In this article we designed a series of strategies to accelerate the calculation of the deformation of microcapsules based on dimensionality reduction. In particular, we chose the Proper Orthogonal Decomposition (POD) to obtain the principal components of the shapes of around one hundred deformed capsules from previous simulations. Using the principal components, we obtained a hypersurface of solutions as a function of the parameters of the microfluidic channel. In order to walk around the hypersurface, and thus predict the shape of the capsule for unknown values of the parameters, we analyzed different approaches.
We found that the diffuse approximation, a method developed at UTC similar to the Locally-Linear Embedding (LLE), provided excellent predictions. As a result, we succeeded in moving from complex simulations that took several days of computation to approximations with minimal error that required only a few seconds. This represents an amazing gain in time of around 8,600,000%!
Published my second article on microcapsules!

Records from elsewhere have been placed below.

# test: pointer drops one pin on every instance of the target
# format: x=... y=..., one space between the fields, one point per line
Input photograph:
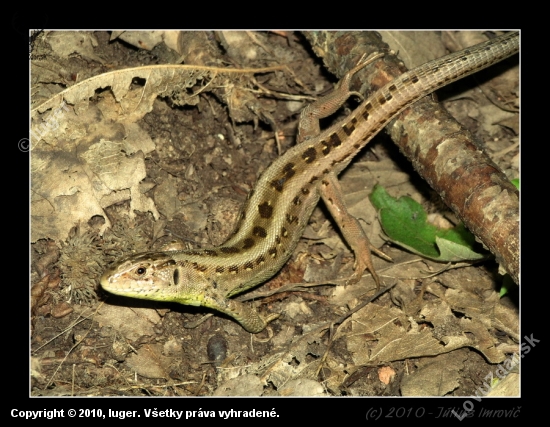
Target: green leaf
x=405 y=223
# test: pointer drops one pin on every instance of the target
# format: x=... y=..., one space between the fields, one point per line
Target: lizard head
x=151 y=275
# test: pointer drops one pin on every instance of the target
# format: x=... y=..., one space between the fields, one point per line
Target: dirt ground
x=130 y=169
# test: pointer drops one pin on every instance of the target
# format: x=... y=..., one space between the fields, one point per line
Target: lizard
x=279 y=206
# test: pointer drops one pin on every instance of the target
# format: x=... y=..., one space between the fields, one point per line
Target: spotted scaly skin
x=279 y=207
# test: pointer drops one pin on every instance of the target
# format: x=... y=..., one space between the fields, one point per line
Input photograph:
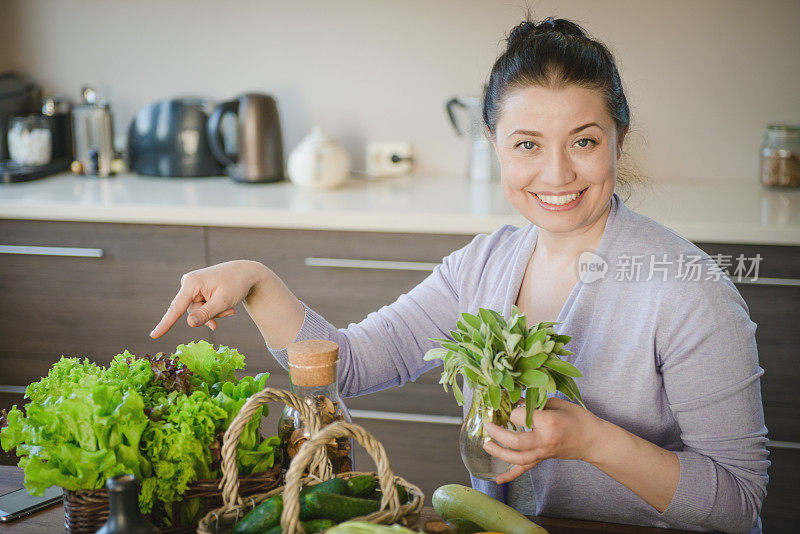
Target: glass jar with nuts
x=313 y=371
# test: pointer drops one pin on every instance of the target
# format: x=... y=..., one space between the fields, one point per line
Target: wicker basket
x=312 y=454
x=85 y=511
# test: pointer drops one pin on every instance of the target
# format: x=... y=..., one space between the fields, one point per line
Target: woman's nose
x=557 y=169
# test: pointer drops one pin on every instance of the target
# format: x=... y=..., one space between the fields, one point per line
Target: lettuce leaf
x=85 y=423
x=210 y=366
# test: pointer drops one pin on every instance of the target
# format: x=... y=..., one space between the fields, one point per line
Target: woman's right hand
x=211 y=293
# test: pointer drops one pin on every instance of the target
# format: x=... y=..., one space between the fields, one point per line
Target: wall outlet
x=386 y=158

This post was published on January 24, 2021
A month ago, on Christmas Day, the second (and last) of the articles I wrote during my stay at the Université de Technologie de Compiègne (UTC) was published online. What a cool Christmas present! The article is entitled Diffuse approximation for identification of the mechanical properties of microcapsules and can be found in the journal Mathematics and Mechanics of Solids.

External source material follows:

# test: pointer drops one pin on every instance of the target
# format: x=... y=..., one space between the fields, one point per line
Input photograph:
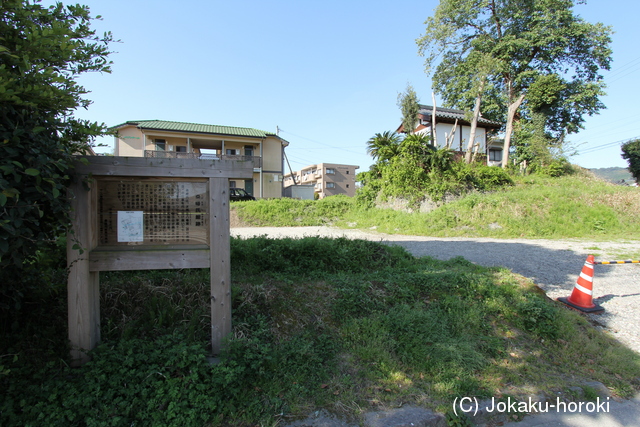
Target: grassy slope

As I already mentioned in my last post, a microcapsule is a liquid droplet enclosed by a thin elastic membrane that can be used to release substances in a controlled manner. Microcapsules have a promising future in the field of medicine. Just imagine a medication made up of thousands of these microcapsules filled with drug. By controlling the moment of rupture, it would be possible to release the drug in any target organ!
When microcapsules flow inside a microfluidic channel, they undergo large deformations that modify their shape or even cause their rupture. So it is essential to determine the mechanical properties that define the behavior of microcapsules. In particular, there are three parameters that characterize a microcapsule mechanically: the capsule-to-tube confinement ratio, the capillary number (which measures the viscosity-to-surface tension ratio), and the velocity ratio. The objective of this paper is to determine these three parameters from the shape of a flowing microcapsule observed in a snapshot.
Since the amount of images of flowing capsules labeled with their corresponding parameters was really low (we had just a few), the idea of using convolutional neural networks to perform an automatic identification was initially discarded. Instead, we computed several simulations of microcapsules and measured certain geometric values from them (basically end-to-end distances), as we would have done experimentally. Then, we applied a technique based on diffuse approximation to map from the measured geometric values to the required mechanical parameters. As a result, the identification provided low errors over a wide range of values of the estimated parameters! This opens interesting perspectives for applications that require a tight control of the microcapsule mechanical properties.
Published a third article on microcapsules!
This post was published on September 9, 2021
The work that I carried out during my stay at the Université de Technologie de Compiègne, focused on the dimensionality reduction of a model of microcapsule deformation, continues to bear fruit three years later. The journal Entropy has published the paper entitled A Data-Driven Space-Time-Parameter Reduced-Order Model with Manifold Learning for Coupled Problems: Application to Deformable Capsules Flowing in Microchannels, of which I am one of the authors. This is therefore the third paper on microcapsules I got published! The paper proposes a dimensionality reduction technique to model suspensions of microcapsules, that is, microdrops protected in a thin hyperelastic membrane, which are used in healthcare as drug vehicles.